Abstract

Since the blooming of mobile computing era, all semiconductor providers are seeking to provide low-power, high-performance, high-compact solutions to consumers. System on Chip (SoC) is a prominent solution for integrating multiple functions into one compact size chip. However, for many new applications with high intensive computing demands, such as GPS location, High Definition (HD) video recording and processing, Orthogonal Frequency-Division Multiplexing (OFDM), etc. System designers usually utilize fixed point algorithms other than floating-point algorithms as a trade-off between precession and memory occupation. One of the challenging works in designing a fixed-point FFT processor is to assess the quantization error introduced by wordlength configuration. An optimized wordlength configuration will eliminate the output quantization error in some extent, and save a large amount of memory space, which has become a crucial part of SoC/ASIC design. In this paper, we proposed a quantization error model based method to assess the output SQNR (Signal-to-Quantization-Noise Ratio), and we thoroughly discussed a matrix representation of a radix-22 Decimation-In-Frequency (DIF) FFT quantization error propagation model.
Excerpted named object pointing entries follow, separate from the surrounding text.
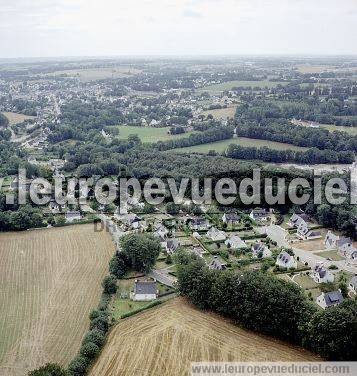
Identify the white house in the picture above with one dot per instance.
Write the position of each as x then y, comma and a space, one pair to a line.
144, 291
260, 250
321, 275
297, 219
231, 218
217, 265
329, 299
284, 260
352, 286
235, 242
304, 233
259, 215
72, 216
215, 235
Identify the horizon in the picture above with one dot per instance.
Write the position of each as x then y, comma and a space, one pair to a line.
58, 29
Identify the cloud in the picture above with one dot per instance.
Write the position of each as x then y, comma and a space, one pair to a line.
191, 13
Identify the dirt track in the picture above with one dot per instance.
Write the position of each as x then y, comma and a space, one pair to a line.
166, 339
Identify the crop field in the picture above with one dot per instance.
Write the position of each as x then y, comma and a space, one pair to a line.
148, 134
166, 339
15, 118
93, 74
50, 280
221, 146
221, 113
231, 84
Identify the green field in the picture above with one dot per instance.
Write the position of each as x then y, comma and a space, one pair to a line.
148, 134
221, 146
231, 84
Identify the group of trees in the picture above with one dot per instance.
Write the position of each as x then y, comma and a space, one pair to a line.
137, 252
268, 305
311, 156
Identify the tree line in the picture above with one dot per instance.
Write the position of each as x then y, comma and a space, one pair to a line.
268, 305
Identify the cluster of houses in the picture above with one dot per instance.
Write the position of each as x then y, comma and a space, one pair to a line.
303, 231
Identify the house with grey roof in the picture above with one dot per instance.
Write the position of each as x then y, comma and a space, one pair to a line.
171, 245
284, 260
352, 286
321, 275
329, 299
144, 291
297, 219
230, 218
72, 216
217, 265
260, 250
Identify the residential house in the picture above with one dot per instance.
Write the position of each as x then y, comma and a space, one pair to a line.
284, 260
72, 216
352, 286
321, 275
145, 291
297, 219
260, 250
230, 218
259, 215
198, 251
235, 242
171, 245
333, 241
329, 299
199, 224
215, 235
217, 265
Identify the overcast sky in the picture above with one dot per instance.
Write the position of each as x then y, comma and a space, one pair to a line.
41, 28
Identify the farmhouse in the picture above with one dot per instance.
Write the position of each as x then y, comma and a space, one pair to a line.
329, 299
72, 216
231, 218
284, 260
304, 233
259, 215
260, 250
235, 242
352, 286
321, 275
217, 265
215, 235
144, 290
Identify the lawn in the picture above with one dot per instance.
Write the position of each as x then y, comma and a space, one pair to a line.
221, 146
333, 255
231, 84
305, 282
148, 134
221, 113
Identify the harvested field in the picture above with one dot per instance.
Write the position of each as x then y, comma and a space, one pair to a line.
50, 280
166, 339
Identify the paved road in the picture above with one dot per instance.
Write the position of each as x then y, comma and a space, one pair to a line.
163, 277
278, 234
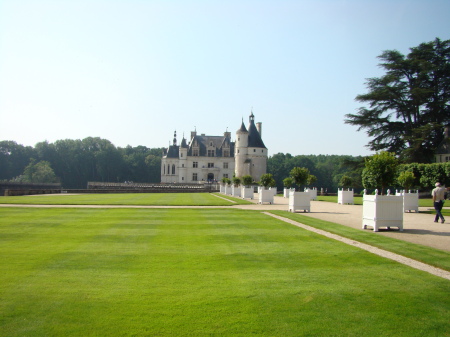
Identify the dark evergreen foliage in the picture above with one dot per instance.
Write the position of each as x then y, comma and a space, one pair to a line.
75, 162
409, 106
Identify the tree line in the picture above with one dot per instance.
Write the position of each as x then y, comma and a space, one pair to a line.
75, 162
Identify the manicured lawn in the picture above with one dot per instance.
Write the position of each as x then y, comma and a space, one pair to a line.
425, 254
201, 272
157, 199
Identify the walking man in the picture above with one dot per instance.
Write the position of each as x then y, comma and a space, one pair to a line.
438, 200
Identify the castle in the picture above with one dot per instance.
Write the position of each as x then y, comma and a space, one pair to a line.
211, 158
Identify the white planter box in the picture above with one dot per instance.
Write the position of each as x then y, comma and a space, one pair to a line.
299, 201
247, 192
286, 192
265, 196
410, 200
312, 193
235, 191
382, 211
345, 197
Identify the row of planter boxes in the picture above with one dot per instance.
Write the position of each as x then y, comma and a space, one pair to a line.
237, 191
387, 210
378, 210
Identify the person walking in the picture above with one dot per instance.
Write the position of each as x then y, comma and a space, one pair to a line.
438, 195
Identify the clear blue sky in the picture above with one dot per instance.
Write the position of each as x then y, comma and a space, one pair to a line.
133, 72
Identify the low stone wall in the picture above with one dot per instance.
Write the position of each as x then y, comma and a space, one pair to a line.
10, 188
10, 193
In addition, we comprehensively analyze and disclose the quantitative relationships among wordlength configuration, fixed-point FFT architecture and output SQNR. A new wordlength configuration method named PMBM (Performance-Memory Balanced Method) for fixed-point pipeline FFT processor is also proposed. Eventually, we testified our method in both a 256-point FFT and a 1024-point FFT using SystemC platform. The experiment results show that our method significantly decrease the memory usage of a pipeline FFT by 26% (256-point) and 30% (1024-point) respectively. We implemented a 16K-point FFT ASIC to verify our method.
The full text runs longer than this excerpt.